According to BCB data, between June and December 2024, more than 500,000 cryptocurrency transactions were conducted, totaling over 75 million dollars. It is estimated that around 252,000 Bolivians own some form of digital asset, especially in Santa Cruz, where some entrepreneurs have started using stable cryptocurrencies like USDT (Tether) for international transactions.

Rojas also indicates that even the State has begun incorporating these technologies. “The 2025 General State Budget Law authorizes certain public companies to make payments with cryptocurrencies when there is no access to traditional foreign currency, setting an unprecedented precedent in the region,” he adds.

Risks and the Need for Regulation

Tito Rojas warns that “although cryptocurrencies offer new opportunities, they also pose significant risks if clear regulation and proper financial education are not implemented.” He identifies major threats such as high volatility, the rise of fraudulent schemes, and the lack of institutional mechanisms for consumer protection.

Tito Rojas proposes that a specific legal framework must be legislated to provide legal backing to the crypto ecosystem in Bolivia.
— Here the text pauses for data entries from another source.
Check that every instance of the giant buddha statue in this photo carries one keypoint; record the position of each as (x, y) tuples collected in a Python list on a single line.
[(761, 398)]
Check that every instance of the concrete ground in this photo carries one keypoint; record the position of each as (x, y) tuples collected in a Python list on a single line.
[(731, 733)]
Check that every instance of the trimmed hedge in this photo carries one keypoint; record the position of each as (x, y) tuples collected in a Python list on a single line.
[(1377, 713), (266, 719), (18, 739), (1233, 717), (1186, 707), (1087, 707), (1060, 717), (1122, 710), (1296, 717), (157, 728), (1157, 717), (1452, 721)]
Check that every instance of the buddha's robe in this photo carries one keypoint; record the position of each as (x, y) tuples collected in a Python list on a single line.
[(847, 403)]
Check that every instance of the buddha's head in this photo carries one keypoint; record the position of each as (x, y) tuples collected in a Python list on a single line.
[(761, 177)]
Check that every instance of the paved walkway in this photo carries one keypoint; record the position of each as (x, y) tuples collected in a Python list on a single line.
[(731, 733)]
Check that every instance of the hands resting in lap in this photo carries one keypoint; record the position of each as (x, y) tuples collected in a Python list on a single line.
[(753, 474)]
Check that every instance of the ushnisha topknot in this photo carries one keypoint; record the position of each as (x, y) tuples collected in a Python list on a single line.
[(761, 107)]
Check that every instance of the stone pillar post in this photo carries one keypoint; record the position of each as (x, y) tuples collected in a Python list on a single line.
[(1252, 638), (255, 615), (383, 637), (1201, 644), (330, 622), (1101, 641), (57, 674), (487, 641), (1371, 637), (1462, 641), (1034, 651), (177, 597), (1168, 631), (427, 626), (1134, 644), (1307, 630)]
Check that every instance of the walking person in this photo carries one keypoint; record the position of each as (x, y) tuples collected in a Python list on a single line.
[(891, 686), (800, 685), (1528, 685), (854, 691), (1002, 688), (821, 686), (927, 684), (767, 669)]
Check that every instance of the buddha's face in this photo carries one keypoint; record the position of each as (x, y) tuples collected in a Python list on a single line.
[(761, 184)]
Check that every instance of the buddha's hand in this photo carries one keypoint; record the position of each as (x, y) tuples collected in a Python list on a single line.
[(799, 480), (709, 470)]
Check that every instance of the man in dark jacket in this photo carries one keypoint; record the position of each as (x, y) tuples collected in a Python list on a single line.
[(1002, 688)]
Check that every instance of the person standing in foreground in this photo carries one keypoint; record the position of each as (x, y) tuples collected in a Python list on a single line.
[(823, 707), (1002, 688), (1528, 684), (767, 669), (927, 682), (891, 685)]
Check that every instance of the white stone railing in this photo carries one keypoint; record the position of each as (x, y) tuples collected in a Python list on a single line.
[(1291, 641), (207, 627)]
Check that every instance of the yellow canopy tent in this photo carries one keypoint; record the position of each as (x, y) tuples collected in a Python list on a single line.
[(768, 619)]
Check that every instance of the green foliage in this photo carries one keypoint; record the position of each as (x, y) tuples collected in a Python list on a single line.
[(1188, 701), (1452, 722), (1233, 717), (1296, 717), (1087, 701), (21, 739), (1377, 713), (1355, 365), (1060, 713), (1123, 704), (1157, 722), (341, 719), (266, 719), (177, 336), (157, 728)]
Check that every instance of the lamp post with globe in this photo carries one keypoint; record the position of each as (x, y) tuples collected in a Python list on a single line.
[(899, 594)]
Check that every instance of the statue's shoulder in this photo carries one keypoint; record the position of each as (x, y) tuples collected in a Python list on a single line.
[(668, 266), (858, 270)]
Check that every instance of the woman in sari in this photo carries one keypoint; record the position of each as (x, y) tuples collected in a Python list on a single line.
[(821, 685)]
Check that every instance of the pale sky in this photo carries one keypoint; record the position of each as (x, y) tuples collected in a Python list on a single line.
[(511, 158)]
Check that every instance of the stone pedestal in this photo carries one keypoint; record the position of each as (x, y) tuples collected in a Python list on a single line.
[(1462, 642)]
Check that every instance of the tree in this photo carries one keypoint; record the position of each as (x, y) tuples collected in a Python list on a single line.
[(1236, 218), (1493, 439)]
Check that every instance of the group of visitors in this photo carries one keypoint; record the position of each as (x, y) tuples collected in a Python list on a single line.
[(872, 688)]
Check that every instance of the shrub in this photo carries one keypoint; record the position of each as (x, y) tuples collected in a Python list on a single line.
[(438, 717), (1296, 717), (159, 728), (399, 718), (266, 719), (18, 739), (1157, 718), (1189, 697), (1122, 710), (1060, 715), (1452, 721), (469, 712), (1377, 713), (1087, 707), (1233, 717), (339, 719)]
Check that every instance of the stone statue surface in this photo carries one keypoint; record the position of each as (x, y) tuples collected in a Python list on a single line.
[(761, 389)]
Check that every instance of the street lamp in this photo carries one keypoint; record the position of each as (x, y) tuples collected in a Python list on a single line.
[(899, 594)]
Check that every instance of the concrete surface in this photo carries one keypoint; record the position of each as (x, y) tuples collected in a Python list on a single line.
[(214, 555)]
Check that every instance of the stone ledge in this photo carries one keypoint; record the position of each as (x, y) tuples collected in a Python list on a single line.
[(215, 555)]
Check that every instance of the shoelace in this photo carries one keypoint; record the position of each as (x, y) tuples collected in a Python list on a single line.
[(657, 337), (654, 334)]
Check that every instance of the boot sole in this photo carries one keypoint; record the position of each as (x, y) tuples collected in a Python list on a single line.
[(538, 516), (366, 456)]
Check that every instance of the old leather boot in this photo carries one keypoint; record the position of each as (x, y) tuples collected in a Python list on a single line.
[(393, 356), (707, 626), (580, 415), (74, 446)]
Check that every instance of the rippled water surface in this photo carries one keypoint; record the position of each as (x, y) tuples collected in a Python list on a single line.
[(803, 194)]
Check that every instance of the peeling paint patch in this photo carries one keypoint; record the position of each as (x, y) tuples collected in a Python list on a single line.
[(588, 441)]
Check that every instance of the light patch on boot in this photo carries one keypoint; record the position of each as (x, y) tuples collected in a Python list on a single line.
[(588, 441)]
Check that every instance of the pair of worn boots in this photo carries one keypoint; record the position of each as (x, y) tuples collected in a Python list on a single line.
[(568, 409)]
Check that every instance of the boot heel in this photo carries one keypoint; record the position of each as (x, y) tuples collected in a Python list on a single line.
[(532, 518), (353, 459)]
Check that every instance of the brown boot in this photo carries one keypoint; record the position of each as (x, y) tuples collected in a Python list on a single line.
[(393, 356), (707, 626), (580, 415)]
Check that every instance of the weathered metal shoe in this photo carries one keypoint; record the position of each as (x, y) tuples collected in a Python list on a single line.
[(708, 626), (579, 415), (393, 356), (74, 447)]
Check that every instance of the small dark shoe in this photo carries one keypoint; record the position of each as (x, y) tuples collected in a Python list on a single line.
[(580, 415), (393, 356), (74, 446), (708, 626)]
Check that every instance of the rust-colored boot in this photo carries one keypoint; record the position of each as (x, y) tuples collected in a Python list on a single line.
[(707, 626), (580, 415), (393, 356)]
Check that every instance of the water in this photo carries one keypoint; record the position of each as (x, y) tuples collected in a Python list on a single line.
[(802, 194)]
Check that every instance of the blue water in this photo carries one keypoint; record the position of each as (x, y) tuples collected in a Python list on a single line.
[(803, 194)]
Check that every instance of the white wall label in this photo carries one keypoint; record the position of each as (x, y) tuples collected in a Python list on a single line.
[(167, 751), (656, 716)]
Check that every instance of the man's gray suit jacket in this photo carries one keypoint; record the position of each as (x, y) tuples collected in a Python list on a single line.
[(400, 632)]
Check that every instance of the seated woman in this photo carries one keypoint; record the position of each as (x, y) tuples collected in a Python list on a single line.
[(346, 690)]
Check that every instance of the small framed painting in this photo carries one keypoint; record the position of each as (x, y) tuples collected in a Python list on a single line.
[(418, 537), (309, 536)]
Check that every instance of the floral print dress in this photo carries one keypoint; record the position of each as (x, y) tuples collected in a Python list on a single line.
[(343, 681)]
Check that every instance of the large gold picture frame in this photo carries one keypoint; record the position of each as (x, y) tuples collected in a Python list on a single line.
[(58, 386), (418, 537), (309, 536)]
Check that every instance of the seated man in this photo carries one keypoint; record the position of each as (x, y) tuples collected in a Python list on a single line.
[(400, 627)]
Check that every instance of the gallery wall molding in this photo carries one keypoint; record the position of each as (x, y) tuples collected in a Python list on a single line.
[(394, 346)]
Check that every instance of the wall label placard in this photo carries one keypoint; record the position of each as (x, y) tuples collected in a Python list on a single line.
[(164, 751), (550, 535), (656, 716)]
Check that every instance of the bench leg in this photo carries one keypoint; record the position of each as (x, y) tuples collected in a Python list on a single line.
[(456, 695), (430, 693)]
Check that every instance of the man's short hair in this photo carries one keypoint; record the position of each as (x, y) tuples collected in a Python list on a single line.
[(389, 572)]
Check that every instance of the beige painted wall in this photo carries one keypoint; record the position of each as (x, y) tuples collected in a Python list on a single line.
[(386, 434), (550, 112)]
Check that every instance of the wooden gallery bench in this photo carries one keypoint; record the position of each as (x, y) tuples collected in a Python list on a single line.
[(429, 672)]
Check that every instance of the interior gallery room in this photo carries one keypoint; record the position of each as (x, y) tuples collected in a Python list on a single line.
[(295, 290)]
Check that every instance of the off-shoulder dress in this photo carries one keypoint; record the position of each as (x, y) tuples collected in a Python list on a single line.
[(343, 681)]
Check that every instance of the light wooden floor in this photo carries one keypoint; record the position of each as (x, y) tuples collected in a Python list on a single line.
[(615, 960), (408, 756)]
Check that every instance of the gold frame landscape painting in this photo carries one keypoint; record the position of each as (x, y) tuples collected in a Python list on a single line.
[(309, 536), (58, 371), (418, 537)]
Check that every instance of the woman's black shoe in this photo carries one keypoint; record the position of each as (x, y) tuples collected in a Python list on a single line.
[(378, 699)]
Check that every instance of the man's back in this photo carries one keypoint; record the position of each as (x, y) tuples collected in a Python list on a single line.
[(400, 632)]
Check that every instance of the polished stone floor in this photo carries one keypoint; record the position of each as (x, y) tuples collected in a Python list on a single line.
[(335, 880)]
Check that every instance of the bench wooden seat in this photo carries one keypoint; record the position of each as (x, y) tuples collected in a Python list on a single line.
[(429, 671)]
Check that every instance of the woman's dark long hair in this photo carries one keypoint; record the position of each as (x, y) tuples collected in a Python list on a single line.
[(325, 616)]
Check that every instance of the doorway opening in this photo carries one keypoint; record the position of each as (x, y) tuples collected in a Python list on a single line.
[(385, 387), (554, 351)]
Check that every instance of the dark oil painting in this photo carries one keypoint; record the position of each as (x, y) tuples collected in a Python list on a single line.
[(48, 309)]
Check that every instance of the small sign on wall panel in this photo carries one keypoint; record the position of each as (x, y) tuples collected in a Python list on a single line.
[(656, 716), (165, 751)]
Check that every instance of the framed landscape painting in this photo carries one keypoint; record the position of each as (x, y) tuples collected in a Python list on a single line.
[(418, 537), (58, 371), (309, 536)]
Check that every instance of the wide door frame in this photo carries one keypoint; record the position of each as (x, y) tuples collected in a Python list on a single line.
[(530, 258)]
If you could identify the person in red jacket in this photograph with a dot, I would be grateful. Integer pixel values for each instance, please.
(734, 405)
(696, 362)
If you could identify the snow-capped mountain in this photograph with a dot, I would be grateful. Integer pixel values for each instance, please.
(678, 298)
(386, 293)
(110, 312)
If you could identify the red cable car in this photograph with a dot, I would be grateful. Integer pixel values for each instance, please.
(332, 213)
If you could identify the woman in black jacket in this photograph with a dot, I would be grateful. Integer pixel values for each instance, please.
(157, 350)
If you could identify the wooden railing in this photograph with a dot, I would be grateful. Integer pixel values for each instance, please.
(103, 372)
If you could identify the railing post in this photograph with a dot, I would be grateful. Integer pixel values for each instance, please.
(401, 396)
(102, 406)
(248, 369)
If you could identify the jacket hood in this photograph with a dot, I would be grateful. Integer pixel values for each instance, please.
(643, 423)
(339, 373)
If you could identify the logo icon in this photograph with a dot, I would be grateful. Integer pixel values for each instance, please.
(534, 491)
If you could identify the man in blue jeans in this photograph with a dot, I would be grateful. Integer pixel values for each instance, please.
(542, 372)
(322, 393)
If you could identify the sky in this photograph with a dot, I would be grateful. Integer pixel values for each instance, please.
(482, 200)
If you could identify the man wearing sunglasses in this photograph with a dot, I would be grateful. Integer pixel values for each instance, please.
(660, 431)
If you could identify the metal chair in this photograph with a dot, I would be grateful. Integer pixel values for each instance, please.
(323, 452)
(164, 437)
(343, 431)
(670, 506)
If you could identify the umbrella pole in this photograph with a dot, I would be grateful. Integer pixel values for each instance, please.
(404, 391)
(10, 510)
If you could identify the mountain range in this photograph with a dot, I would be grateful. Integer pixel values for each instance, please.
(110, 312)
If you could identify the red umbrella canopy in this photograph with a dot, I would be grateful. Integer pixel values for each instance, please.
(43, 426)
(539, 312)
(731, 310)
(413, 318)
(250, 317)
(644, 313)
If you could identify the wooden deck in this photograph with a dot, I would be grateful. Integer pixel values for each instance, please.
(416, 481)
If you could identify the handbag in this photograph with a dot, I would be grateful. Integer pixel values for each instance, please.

This involves creating a national digital assets law that classifies the various types of crypto assets, establishes clear criteria for the platforms that operate them, and creates a joint regulatory body involving the Central Bank of Bolivia (BCB), the Financial System Supervisory Authority (ASFI), and the Financial Investigations Unit (UIF).

At the same time, he considers it essential to promote financial education by incorporating content on cryptocurrencies and blockchain technology in universities and technical training centers. He highlights, for example, that “some institutions, such as UAGRM, have already begun offering specialized courses supported by the BCB.”

In addition, Rojas stresses the need to foster national technological solutions by promoting the development of digital wallets designed in Bolivia, with high security standards and institutional backing. As an example, he mentions AndeCoin, a wallet created by a startup from Tarija that seeks to facilitate digital payments in rural areas. Finally, he proposes strengthening supervisory systems by requiring companies that operate with crypto assets to undergo regular audits and provide full transparency in the management of their funds. According to the economist, these measures would help prevent fraud and strengthen user confidence in this new financial environment.

Rojas concludes that the country faces a unique opportunity to strategically integrate financial technology. However, he emphasizes that this transformation must be accompanied by comprehensive public policies, digital education, and protection measures to prevent the risks of the crypto ecosystem from compromising economic stability.